Les Métis nationalistes sont ceux qui base leur identité en liens avec leurs clans familiaux et leur continuité culturelle autochtone qu'ils vivent depuis longtemps. On ne devient pas Métis,on est Métis. On ne devient pas Métis au lendemain de la cause Powley ou de la cause Daniel pour bénéficier d' avantages en réclamant avoir une grand mère autochtone à quelque part dans sa ligné généalogique. Conséquament ces Métis corporatifs sont peut être métissés de sang mais ils sont loin d'être des autochtones ou des Métis.

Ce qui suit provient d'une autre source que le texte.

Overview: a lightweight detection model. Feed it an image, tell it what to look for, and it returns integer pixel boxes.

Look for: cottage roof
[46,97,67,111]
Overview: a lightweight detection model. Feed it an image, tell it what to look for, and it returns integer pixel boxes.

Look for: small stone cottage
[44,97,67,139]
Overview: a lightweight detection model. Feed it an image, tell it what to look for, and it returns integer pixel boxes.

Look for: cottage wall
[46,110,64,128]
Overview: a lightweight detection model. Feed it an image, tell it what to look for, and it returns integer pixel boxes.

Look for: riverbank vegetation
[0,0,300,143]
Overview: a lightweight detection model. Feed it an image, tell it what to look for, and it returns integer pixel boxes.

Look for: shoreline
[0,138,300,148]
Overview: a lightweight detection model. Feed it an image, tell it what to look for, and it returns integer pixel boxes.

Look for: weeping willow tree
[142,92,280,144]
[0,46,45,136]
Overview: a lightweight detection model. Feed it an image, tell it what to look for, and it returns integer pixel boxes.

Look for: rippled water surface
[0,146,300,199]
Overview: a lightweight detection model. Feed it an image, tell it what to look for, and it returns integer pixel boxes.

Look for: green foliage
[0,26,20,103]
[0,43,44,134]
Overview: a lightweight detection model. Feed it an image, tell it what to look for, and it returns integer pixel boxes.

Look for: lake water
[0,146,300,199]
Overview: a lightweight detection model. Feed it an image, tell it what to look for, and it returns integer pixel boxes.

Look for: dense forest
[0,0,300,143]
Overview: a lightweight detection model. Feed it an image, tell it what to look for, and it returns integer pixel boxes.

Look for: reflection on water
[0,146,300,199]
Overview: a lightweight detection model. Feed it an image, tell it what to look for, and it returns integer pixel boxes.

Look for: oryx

Le vocable «Nation Métis » a donc progressivement été délaissé par nos organismes au profit de « peuples Aborigènes - autochtones hors réserves ou indien sans statut », faisant effectivement des Métis un groupe d’intérêt corporatif et constitutionnel au lieu d'une Nation Métis auprès des provinces et d’Ottawa, aspirant à une égalité à laquelle nous avons droit avec les Premières Nations et les Inuits.

Mais cette égalité autochtone n’a jamais été définie selon des bases sociales, politiques, culturelles et linguistiques strictement Métis comme l'ont fait les Premières Nations et les Inuits au lendemain du Dossier constitutionnel.

Ce groupe d'intérêt corporatif et constitutionel rendait ainsi le terme Métis comme un terme générique comme le mot indien pour permettre aux Halfbreed anglais ou Country born de l"ouest de s'y inclure comme groupe constitutionnel pour se faire reconnaitre empêchant ainsi les Métis de se définir de façon culturelle, sociale, politique, historique et linguistique dans toute leur distinction nationale Métis comme le font toutes les Premières Nations et les Inuits.

Nous ne savons pas s’il s’agit de travailler au sein du processus colonialisme canadien dans une définition promulgée par le Métis National Council avec une Nation Métis basée sur une définition territoriale légaliste mais acculturée et ou pour y être Métis il s'agit d'y habiter et d'y réclamer être son territoire d'appartenance ou chacun sait parler la langue anglaise de l’autre mais que personne ne parle plus sa langue d'origine, le Métis ; ou s’il s’agit de garantir un des droits aborigènes à chacun des Métis afin d’être capable d'être unilingue Métis si tel est son désir de Métis ?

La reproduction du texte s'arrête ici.